Un iter legislativo assai complesso, basti pensare che la firma del Trattato da parte dell'Unione europea avvenne oltre tre anni fa. Immediata fu l'opposizione di Germania, Italia e Regno Unito per una presunta non competenza esclusiva sull'argomento da parte dell'Unione.

Un'empasse superata solo con il parere della Corte di Giustizia europea che ha chiarito la corretta posizione dell'Unione. Nel luglio 2017, si è arrivati così al via libera definitivo europeo a cui dovrà seguire, entro un anno, il recepimento dei singoli Stati.

«Trattandosi di diritti di persone affette da patologie visive anche gravi, credo che il Governo ed il Parlamento debbano procedere al più presto al recepimento della direttiva stessa senza aspettare la scadenza ultima né l’approvazione della legge di delegazione europea - dichiara Isabella Adinolfi, europarlamentare del Movimento 5 Stelle.

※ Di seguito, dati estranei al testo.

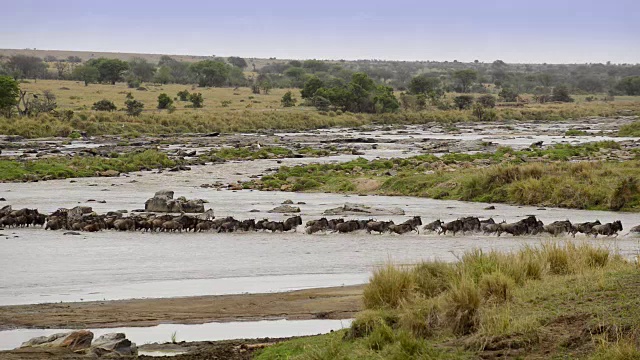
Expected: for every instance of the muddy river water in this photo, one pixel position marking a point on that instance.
(44, 266)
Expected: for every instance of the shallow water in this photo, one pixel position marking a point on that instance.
(45, 266)
(10, 339)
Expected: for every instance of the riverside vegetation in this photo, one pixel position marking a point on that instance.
(556, 300)
(240, 110)
(527, 177)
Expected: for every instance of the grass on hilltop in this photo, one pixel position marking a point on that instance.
(511, 179)
(239, 110)
(62, 167)
(551, 301)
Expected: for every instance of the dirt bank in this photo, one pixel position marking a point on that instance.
(326, 303)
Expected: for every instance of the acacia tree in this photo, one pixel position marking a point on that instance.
(237, 62)
(465, 79)
(210, 72)
(110, 70)
(9, 92)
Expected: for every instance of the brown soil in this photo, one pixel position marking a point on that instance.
(327, 303)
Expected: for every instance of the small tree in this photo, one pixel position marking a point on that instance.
(508, 95)
(321, 103)
(164, 101)
(463, 101)
(87, 74)
(196, 100)
(288, 100)
(9, 93)
(183, 95)
(104, 105)
(561, 93)
(487, 101)
(134, 107)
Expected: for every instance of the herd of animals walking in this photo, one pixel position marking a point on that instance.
(89, 221)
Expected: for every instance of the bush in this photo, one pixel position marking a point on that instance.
(487, 101)
(388, 287)
(196, 100)
(288, 100)
(164, 101)
(183, 95)
(104, 105)
(134, 107)
(463, 101)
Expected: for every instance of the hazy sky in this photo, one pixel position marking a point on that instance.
(552, 31)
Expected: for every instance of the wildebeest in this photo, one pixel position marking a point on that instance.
(584, 228)
(470, 223)
(433, 226)
(607, 229)
(558, 227)
(453, 226)
(292, 223)
(347, 226)
(378, 226)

Durante i negoziati interistituzionali (triloghi), la Commissione europea aveva riconosciuto a tutti gli Stati un anno per adeguare le norme interne al Trattato, ma, evidenzia l'Adinolfi, "i cambiamenti legislativi sono minimali e di certo non richiedono un anno".

Per il membro della Commissione cultura è necessario agire prima che si arrivi alla scadenza della legislatura italiana.

«L'attuale Parlamento, almeno su questa questione, dimostri un poco di serietà e non rinvii tutto come sempre. Si tratta di una questione di civiltà - conclude Adinolfi - Il Governo italiano spinga il Consiglio per una rapida ratifica.

I diritti delle persone meno fortunate non possono essere subordinati ai giochi politici. Il Capo del Governo ed il Ministro competente si facciano carico della questione e, per una volta, dimostrino a fatti la presenza dello Stato accanto a chi ha più bisogno».